Analyses of the presence of PCQ indicators across the visits in FY 2013 and clinical judgment were used by the study team to determine the final list of PCQ indicators. The final set of PCQ indicators (n = 12) is described in Table 1. For descriptive purposes, the items were grouped into 3 subgroups: assessment of pain (9 indicators), plan of care (2 indicators), and reassessment (a single indicator). Also provided are examples of the text that were extracted and used to develop NLP algorithms.

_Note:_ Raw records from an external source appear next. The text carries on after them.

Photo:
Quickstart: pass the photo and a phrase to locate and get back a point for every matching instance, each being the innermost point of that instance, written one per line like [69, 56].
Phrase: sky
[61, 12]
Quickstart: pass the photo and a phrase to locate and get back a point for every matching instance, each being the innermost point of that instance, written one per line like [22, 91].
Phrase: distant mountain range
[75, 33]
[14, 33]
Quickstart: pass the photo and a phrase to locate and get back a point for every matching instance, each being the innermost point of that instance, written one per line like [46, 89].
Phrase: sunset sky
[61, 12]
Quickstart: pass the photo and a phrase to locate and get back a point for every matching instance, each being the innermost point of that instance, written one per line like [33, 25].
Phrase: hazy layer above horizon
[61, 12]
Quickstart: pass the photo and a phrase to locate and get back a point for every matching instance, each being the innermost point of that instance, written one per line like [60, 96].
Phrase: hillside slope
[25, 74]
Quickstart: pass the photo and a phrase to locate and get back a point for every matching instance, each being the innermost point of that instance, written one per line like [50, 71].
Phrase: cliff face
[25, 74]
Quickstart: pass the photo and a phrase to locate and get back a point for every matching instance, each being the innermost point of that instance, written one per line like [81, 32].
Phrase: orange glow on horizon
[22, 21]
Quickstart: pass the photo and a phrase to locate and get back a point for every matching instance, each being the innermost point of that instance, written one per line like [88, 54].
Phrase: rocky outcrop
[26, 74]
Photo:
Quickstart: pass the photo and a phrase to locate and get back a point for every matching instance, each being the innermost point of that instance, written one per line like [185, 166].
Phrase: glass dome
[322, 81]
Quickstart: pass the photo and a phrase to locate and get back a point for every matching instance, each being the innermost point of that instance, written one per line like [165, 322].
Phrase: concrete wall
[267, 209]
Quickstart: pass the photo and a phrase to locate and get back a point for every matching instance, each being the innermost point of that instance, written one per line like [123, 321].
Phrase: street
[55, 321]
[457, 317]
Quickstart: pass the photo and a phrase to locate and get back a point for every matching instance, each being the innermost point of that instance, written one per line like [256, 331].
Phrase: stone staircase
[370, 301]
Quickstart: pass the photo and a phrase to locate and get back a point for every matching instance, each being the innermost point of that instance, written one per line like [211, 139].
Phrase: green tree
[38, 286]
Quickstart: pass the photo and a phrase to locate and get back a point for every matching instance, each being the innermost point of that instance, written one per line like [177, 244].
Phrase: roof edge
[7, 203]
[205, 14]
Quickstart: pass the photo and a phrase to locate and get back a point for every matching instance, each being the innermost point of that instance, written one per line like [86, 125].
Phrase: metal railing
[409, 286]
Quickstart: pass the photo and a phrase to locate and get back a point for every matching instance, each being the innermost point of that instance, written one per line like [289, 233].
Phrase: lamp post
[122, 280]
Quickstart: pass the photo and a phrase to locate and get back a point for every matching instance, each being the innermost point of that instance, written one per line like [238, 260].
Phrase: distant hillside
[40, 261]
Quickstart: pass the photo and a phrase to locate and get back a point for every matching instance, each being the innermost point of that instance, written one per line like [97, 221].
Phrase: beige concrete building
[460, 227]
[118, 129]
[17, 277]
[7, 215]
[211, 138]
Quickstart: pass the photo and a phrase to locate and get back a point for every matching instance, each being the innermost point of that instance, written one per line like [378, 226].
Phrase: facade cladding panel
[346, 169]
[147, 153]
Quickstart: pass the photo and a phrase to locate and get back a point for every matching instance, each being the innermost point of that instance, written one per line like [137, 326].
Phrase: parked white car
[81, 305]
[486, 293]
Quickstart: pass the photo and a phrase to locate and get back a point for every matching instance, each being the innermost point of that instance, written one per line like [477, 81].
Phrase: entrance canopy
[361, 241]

For each visit, a PCQ indicator's total score, (maximum = 12) and subscores (maximum = 9) described the levels and patterns of documentation.

Table 1.

Final pain care quality indicator measures.

Pain care quality indicator	Examples of the text used in NLP development
Pain assessment
Pain	Aches and pains, are you having any pain? (yes), due to pain, flares of pain, not satisfied with her pain level, pain episodes, patients pain goal is, and reports pain
Site in body	Back of knees, bilat foot, central low back, c3-4, generalized joint, hip bursae, muscular neck, t spine, and upper thigh
Intensity	Mild, moderate, is problematic, severe, and no more than 4
Etiology or source	Bony stenosis, bulging discs, cervical pathology, djd lower leg/knee, fibromyalgia, osteoarthritic changes, and tear in lateral meniscus
Physical diagnostics	Able to feel touch, able to walk on heels and toes, Babinski normal, chronic joint deformities, decreased lumbar rom, flexed at the hip causes pain, good rom at the shoulder, and knee—tender to palpation
Persistence (eg, acute or chronic)	6 months or more, acute, almost every day, breakthrough, chronic, over 10 years, periodic, and persistent
Sensation	Shooting needles, stabbing, radiating down, dull ache, and numbness
What makes pain better or worse	Very slight movement, getting out of bed, if kneeling, in cold, pain improves as the patient gets out of bed, quiet dark room, and warm shower
Impact on function	Difficulty ambulating, discomfort when standing, hard to live a normal life, limited ROM, and sleep disturbance
Plan of care
Referral	e-consult placed, needs to see a …, refer the patient to…, and discuss pain treatment with…
Education or self-management	Medication treatment agreement, pain education or support group, patient verbalized understanding, cold applications, daily stretching, doing lighter work, and heat or ice treatment
Reassessment	Pain improves with acupuncture and increased dose of gabapentin for pain

NLP, natural language processing.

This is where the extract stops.